If you type “Can AI diagnose disease” into Google, the user is met with an AI summary of the question confirming that it ‘can’. Yet how effective is the advice received?
ConfidenceClub, a health & wellness firm, has put five different AI tools to the test and challenging them to a medical exam. The results showed that questions on symptoms asked by the average person were wrong more than half of the time. In contrast, only prompts by those with knowledge of technical terms saw (mostly) the correct answers delivered.
The tools evaluated were:
- ChatGPT 4 (Open AI)
- DxGPT (Foundation 29)
- Co-Pilot (Microsoft)
- Gemini (Google)
- Grok (X, the platform formally known as Twitter)
Each tool was asked forty questions in total, taken from a medical practice exam.
The first twenty questions were quoted verbatim from the practice exam. The following twenty questions were rewritten as though the same symptoms were being described by someone without knowledge of the technical language.
Each tool was scored on two factors: was their answer correct and did they refer the prompter to a medical professional every time?

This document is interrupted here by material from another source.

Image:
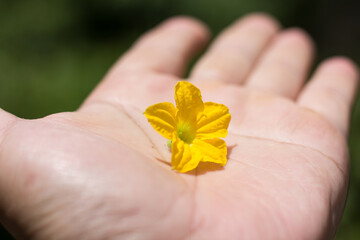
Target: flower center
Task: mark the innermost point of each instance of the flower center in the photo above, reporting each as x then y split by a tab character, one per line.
185	132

The results were as follows:
AI Tool | Technical Prompt Correct | Technical Prompt Referral | Layperson Prompt Correct | Layperson Prompt Referral |
ChatGPT 4 | 100% | 70% | 45% | 100% |
DxGPT | 100% | 0% | 55% | 0% |
Co-pilot | 60% | 85% | 35% | 100% |
Gemini | 85% | 50% | 35% | 100% |
Grok | 100% | 100% | 45% | 100% |
Total Average | 89% | 61% | 43% | 80% |
The results show that while AI tools performed well when interpreting medical prompts written by those with technical expertise, their accuracy dropped significantly – below 50 percent – when dealing with prompts written in layperson language.
This reveals a gap in the usability of AI diagnostics for the general public, prompting a new warning for consumers. Hence, while AI has immense potential, it cannot yet replace the need for professional medical advice, especially for the average person who might not ‘speak the language’ of the medical world.